Lilian Njoh

Personal information
- Full name: Lilian Paul René Njoh
- Date of birth: 21 November 2001 (age 24)
- Place of birth: Toulouse, France
- Height: 1.80 m (5 ft 11 in)
- Position: Left-back

Team information
- Current team: Servette
- Number: 14

Youth career
- Albi
- Muret
- Union Saint-Jean
- Colomiers

Senior career*
- Years: Team / Apps / (Gls)
- 2021–2022: Colomiers / 9 / (0)
- 2022–2023: Le Mans FC II / 14 / (0)
- 2022–2024: Le Mans FC / 29 / (0)
- 2024–2025: Salernitana / 26 / (0)
- 2025–: Servette / 37 / (1)

International career^{‡}
- 2026–: Cameroon / 1 / (0)

= Lilian Njoh =

Cameroonian footballer (born 2005)

Lilian Paul René Njoh (born 21 November 2001) is a French professional football player who plays as a left-back for Swiss Super League club Servette.
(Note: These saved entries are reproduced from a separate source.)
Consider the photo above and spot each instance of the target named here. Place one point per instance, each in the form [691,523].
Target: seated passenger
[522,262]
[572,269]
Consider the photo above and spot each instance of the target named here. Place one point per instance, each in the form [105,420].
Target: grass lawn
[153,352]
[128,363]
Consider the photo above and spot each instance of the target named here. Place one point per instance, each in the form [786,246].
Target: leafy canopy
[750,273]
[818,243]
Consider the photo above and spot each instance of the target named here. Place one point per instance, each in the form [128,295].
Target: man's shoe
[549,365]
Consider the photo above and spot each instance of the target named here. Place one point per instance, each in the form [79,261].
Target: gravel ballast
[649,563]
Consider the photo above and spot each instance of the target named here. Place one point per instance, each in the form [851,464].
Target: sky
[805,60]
Born in France, he represents the Cameroon national team.

==Career==
Njoh is a product of the youth academies of the French clubs Albi, Muret, Union Saint-Jean and Colomiers. He made his senior debut with Colomiers in the Championnat National 2 in 2021. On 4 June 2022, he transferred to Le Mans FC in the Championnat National. On 11 July 2024, he transferred to the Serie B team Salernitana. On 31 July 2025, he joined the Swiss Super League club Servette on a 2-year contract.

==Personal life==
Njoh was born in France to a Cameroonian father and French mother, and holds dual French-Cameroonian citizenship. He is the older brother of the professional footballer Yonis Njoh.